Crypto Library

Proof of Stake (PoS)

Proof of Stake

The idea came in 2011 as a solution to all the problems that Proof of Work created. For example, the problem of scalability, transaction times, transaction costs, and electricity costs to operate the network. Ethereum has chosen to leave Proof of Work in favor of Proof of Stake in the future for these reasons.

It means that you become part of the network by investing your money instead of mining. The person who is allowed to validate the next block is produced through an election process. Usually you have more influence the more money you invest, and you are rewarded for each correct validation of blocks that are performed. The selection process is governed by chance, but the size and age of the effort is also taken into account. When you have been rewarded for your validation, age is reset, which ensures that the rich are not always the ones who get the most power.

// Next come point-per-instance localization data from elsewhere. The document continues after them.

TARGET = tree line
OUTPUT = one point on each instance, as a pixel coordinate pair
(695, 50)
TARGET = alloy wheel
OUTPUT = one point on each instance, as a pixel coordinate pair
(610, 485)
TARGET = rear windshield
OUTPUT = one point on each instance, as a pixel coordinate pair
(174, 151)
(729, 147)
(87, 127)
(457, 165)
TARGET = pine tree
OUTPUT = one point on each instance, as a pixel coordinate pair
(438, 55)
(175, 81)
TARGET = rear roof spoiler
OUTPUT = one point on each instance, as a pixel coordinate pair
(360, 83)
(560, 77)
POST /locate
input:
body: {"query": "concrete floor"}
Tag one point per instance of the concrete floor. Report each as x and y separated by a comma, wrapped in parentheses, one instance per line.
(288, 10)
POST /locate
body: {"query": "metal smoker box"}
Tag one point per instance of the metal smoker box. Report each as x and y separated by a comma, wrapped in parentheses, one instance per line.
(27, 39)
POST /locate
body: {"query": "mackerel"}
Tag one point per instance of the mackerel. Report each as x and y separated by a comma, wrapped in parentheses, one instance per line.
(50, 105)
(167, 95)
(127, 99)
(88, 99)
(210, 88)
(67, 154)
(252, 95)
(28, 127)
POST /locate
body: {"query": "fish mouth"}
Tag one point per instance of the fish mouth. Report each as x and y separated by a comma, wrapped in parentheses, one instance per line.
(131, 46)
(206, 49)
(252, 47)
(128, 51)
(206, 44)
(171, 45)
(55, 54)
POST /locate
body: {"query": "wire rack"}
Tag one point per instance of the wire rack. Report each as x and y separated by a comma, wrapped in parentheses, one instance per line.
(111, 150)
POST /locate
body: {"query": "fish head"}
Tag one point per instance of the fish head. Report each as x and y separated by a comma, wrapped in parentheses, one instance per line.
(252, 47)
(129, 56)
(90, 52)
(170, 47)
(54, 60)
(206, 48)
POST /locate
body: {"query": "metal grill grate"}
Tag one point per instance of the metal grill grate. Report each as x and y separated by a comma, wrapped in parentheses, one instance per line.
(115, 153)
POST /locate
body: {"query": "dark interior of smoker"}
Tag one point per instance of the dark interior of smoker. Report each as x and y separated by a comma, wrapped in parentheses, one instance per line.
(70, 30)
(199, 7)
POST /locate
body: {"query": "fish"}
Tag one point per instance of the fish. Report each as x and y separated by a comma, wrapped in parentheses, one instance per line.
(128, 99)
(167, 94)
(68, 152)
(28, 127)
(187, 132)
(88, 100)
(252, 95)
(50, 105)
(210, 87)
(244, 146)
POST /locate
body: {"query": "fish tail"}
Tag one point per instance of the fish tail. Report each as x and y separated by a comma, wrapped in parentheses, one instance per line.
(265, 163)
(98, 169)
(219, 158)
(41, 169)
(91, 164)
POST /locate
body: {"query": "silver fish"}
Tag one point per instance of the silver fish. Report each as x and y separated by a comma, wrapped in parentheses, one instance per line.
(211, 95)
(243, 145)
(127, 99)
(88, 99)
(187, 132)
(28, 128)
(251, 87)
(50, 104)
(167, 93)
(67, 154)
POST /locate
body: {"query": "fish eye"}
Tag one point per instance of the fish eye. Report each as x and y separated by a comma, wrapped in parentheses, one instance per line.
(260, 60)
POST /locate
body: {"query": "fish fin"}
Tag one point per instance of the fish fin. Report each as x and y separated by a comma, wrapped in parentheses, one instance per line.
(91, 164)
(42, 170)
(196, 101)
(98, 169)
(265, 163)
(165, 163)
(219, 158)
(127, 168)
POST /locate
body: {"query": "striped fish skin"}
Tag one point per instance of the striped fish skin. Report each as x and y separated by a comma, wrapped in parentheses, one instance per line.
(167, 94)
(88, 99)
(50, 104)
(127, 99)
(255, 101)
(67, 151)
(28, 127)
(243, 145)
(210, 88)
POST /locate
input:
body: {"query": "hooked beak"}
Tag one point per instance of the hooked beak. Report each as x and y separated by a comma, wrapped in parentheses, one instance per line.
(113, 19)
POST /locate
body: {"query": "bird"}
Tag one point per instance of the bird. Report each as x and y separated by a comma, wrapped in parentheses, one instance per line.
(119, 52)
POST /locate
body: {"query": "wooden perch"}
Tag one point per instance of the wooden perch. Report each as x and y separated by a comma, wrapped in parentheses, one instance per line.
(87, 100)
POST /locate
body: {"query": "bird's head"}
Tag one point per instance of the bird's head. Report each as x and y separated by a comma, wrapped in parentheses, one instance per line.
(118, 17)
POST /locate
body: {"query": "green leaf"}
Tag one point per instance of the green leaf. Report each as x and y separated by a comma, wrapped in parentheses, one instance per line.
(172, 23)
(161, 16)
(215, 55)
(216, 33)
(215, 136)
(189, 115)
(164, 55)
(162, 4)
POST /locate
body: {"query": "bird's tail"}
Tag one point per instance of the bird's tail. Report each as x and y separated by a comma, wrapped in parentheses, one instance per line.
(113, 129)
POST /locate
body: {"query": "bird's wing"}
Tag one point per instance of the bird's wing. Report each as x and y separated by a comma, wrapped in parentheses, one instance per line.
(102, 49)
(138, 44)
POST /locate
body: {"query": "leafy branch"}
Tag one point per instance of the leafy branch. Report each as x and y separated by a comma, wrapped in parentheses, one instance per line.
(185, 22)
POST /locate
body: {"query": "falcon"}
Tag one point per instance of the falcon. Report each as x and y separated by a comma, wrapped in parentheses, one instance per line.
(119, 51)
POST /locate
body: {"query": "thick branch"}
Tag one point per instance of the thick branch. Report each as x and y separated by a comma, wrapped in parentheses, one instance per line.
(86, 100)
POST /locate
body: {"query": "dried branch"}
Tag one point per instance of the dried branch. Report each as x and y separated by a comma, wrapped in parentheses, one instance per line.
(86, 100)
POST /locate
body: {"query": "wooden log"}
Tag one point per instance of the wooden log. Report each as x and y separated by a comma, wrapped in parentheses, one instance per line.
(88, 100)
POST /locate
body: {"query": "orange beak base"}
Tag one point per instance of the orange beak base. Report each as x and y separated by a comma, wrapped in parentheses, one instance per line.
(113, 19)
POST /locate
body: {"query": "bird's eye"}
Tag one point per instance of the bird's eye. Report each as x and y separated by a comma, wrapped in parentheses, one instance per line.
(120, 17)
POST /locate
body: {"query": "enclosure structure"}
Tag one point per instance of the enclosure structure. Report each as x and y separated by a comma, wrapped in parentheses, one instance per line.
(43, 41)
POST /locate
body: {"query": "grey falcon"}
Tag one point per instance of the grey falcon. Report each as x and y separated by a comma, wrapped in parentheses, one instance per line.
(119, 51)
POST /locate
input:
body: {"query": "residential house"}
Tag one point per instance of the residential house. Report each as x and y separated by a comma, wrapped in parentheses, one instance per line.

Should it turn out that the validation is false or an attempt at forgery, one is punished by removing the contribution or part of it. The user can also be banned from the network in the future. In this type of network, blocks are not mined, but are forged.

Normally, all existing coins in a Proof of Stake network are created from the beginning, and the transaction costs go to those who made a bet and "locked" their money for this purpose. Some believe that it is a safer model than Proof of Work as it is cheap and easy to be involved in validating blocks, which means that the number of validating nodes increases. In the case of Bitcoin, for example, it requires huge sums of money to have the opportunity to fight for rewards.

Master nodes

Not all Proof of Stake networks allow anyone to participate and vote. Instead, the people who are allowed to participate are required to have a considerable amount of money to be allowed to participate. The reward is then usually higher than otherwise for those who can afford to join.

Examples of these are Dash.

Proof of Authority (PoA)

Some centralized networks have chosen to whitelist x number of nodes in a network that are approved players. This ensures quality, but also destroys decentralization. It requires that you blindly trust the organization in question.

Examples of these are VeChain.

Distribuerad Proof of Stake (DPoS)

The idea was raised in 2014 and means that you can delegate your efforts and your votes to other nodes. Through a voting process, delegates are elected in a kind of digital democracy.

You get x number of votes based on the effort you made. Examples of these can be EOS, Cardano and TRON.